Numerical simulations of laminar burning velocities of a major volatile organic compound involved in accelerating forest fires

• Published in: Applied thermal engineering Vol. 51; no. 1-2; pp. 670 - 676
• Main Authors: Renane, R., Chetehouna, K., Séro-Guillaume, O., Nour, A., Rudz, S.
• Format: Journal Article
• Language: English
• Published: Kidlington Elsevier Ltd 01.03.2013; Elsevier
• Subjects: Accelerating forest fire; CFD; Combustion; Computer simulation; Earth, ocean, space; Engineering Sciences; Equivalence ratio; Exact sciences and technology; External geophysics; FDS code; Fuels; Geophysics. Techniques, methods, instrumentation and models; Laminar; Laminar burning velocity; Premixed flames; Propane; VOC; Volatile organic compounds; CFD; VOC; Accelerating forest fire; FDS code; Laminar burning velocity; Combustion chamber; volatile organic compounds; digital simulation; Forest fire
• ISSN: 1359-4311; 1873-5606
• DOI: 10.1016/j.applthermaleng.2012.10.014

This paper is dedicated to a first approach for the study of the so called eruptive fires or accelerating forest fires. It is a preliminary work to test the hypothesis of Volatile Organic Compounds (VOCs) accumulation as the cause of this phenomenon. In this work we explore the ability of the numerical code Fire Dynamics Simulator (FDS-v5.5) to simulate premixed flame spread. In a first part the burning velocities of propane/air and n-decane/air mixtures are calculated for different initial temperatures and equivalence ratio (0.7–1.3) at atmospheric pressure using a cylindrical combustion chamber.
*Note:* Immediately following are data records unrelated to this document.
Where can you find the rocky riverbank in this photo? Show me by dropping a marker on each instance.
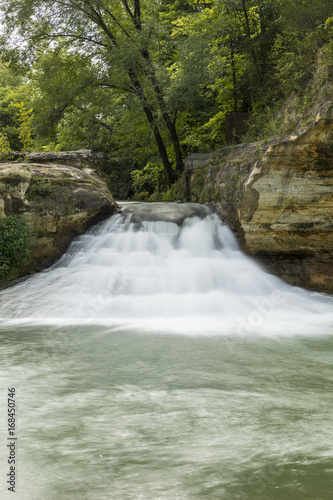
(278, 199)
(59, 195)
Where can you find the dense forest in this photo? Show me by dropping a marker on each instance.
(147, 82)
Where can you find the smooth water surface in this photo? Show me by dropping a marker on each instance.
(158, 362)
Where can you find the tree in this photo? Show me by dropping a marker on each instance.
(121, 39)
The preheat temperatures range for propane and n-decane fuels are respectively 300–423 K and 360–470 K. In a second part, the laminar burning speeds of the α-pinene, which is the main VOC emitted by Mediterranean vegetal species, is simulated for the same equivalence ratio and initial temperatures 373–453 K. The obtained results of these three fuels are compared to the experimental and computed results of the literature. These comparisons demonstrate the ability of FDS-v5.5 to deliver reliable predictions on laminar burning velocities of premixed flames. ► Laminar burning speeds of three fuels are computed by a CFD code. ► Results are in good agreement with numerical and measured data of literature. ► Three power laws are given as functions of temperature and equivalence ratio.